Day 4 in Paris was a trip to the Musée d’Orsay and a lecture on Masculinity and Femininity in Sculpture. I didn’t really take many photographs to be honest, not sure why. I guess I just wasn’t feeling it.
I wandered there early in the morning, stopping to take a picture in a tat shop window:
I like the embroidery. Detailed but faded, on that stained background fabric. I might have to work this into my Minoan costume somehow.
Then while leisurely wandering to the gallery I noticed some of the most beautiful horses across the river. It seems to be the Republican Guard and I saw them on Wednesday morning too at the same time and the same place. I have no idea why they were moving fifty or sixty horses down the main streets of Paris each day, but it was certainly an incredible sight!
Thinking about it, they could have been riding to the Grand Palais, which was holding an equestrian event over the weekend. I can’t seem to find anything online that suggests this is a regular event.
And of course if you’re going to ride so many horses through the beautifully clean (they seem to wash them every night!) streets of Paris, then you need a dedicated clean up crew following…
Everywhere you go in Paris there’s music. Everywhere. The front of the Museum is no exception and this jazz group were entertaining the very large crowds that were already outside the museum by opening time.
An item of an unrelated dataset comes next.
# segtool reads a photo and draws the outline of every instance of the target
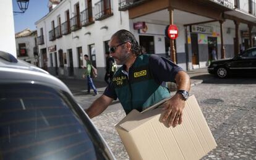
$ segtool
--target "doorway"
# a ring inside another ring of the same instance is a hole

I didn’t shoot much in the museum. It was a pretty jam packed few hours of lectures. We discussed how you read paintings and sculptures that feature men and women and the interpretations that you can make. It’s fascinating stuff and I feel like I have a much better grounding in how to read works of art now, which is good because interpreting societies views of gender in works of art is what I’m primarily interested in.
Did manage to capture this wonderful guy sketching in the gallery though. Totally made me smile!
The museum itself is a conversion from an old train terminal. It was constructed as a terminal and hotel (like St Pancras) to ship people in from the south of France for the grand exhibition in 1900. It is beautiful, and worth seeing in itself. I spend a fair bit of time thinking about buildings as works of art, this one is a particularly fine example.
The afternoon was spent on a slow wander back to the apartment, checking out various small commercial galleries on the way. Then Adam joined me in the evening and we wandered through the Marais district eating crepes and discussing the gorgeous buildings.